Over the period of more than one hundred years, beaded and feathered headdresses and masks have been used by possession cult adepts among Tabwa, eastern Luba, Bemba and other closely related peoples of southeastern Zaire.1 Some masks are crudely made with pieces of leather and only a few beads, while others are more colorful and majestic. The exhibition will focus on masks of the Maasai and Tabwa, which appear to be few in number and have yet to be the direct subject of field study.
The Tabwa live along the shores of Lake Tanganyika which borders Zambia and Zaire on the West, and Tanzania on the East. The facial masks are decorated with multicolored beadwork, fabric, thread,and sometimes fur (beads were used as a means for trade).
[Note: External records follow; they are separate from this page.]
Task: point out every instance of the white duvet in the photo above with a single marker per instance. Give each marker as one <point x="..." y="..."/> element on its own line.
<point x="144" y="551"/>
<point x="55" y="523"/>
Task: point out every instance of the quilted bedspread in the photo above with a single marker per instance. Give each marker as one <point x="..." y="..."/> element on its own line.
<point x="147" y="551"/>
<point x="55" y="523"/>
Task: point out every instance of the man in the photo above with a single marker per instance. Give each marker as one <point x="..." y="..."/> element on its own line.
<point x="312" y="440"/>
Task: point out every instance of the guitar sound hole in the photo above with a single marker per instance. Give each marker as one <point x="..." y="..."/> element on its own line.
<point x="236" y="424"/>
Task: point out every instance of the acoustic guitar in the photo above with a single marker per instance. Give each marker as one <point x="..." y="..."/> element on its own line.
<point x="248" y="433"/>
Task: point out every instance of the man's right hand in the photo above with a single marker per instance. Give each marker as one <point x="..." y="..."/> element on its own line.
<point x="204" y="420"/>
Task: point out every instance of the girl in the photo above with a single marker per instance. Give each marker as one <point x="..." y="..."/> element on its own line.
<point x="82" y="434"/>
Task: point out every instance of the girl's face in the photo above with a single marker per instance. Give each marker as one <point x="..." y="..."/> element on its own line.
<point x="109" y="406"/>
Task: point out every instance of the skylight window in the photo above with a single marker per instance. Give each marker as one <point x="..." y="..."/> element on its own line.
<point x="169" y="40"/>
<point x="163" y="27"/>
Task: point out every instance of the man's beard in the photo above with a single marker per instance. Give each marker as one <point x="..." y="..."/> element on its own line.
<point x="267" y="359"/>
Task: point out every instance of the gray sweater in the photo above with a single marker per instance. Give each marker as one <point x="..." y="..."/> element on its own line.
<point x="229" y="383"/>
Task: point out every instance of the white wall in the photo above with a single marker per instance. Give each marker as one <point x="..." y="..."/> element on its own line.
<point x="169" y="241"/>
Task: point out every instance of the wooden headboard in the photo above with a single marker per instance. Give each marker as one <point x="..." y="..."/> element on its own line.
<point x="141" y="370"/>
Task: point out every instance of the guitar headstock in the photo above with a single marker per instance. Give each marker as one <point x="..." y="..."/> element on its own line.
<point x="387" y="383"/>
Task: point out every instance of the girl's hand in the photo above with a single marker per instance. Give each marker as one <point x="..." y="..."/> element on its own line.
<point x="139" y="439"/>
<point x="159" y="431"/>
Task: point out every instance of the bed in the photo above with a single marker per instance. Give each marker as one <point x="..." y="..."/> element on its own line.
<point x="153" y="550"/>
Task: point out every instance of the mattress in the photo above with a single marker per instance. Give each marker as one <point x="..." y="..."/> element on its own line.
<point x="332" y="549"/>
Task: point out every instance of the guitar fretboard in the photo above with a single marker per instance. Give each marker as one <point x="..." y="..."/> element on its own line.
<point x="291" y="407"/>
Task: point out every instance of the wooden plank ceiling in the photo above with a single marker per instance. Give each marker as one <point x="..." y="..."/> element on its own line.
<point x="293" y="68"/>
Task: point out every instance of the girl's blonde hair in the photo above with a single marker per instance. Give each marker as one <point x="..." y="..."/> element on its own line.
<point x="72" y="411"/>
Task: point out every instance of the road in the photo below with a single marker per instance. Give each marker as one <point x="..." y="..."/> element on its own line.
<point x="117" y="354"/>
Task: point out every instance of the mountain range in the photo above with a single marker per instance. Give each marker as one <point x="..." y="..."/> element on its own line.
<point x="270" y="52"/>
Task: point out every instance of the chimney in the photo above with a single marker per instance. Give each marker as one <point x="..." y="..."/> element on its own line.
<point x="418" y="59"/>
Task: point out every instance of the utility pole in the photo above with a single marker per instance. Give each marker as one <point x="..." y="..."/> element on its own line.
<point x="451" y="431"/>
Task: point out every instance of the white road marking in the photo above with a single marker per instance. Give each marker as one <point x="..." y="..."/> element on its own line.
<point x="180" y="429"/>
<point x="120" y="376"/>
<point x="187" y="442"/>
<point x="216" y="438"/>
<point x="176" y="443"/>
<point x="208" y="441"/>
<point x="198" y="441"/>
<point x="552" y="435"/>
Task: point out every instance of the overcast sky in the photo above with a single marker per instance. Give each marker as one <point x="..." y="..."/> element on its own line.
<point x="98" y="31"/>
Functioning as a religious "impersonation of mythical human beings or their animal counterparts," the mask in performance serves as a reinactment of the acquisition of the critical ritual.2 The person wearing the mask, often "becomes an animated but hidden vehicle for meta-human, spiritual expression."3 Isosceles triangles and spirals are common in Tabwa iconography, and allow one to situate this mask in a broader field of cosmological representation.
Matthew Monahan´s drawings and masks explore the body´s desire to be free and the notion of a body addicted to escaping itself. Some of the drawings are larger than life and are installed into corners. In others, Monahan´s figures wear paper masks. The human image is not captured by modelled surfaces but emerges from bristling notations and nervous systems that overlap and short circuit. Monahan calls his drawings "psychographies", in that he attempts to map out sensations and to diagram perception; he does not draw with dead lines. Instead, he draws with life lines charged with energy and movement held in the form of a body.
The viewer might recognize the underlying theme between these two divergent bodies of work. Monahan, a young artist, and these African tribes that have been making masks for centuries, share a sensibilty.
1Allen F. Roberts. "Tabwa Masks: An Old Trick of the Human Race," African Arts Magazine, April 1990, vol. XXIII, number 2, p. 39.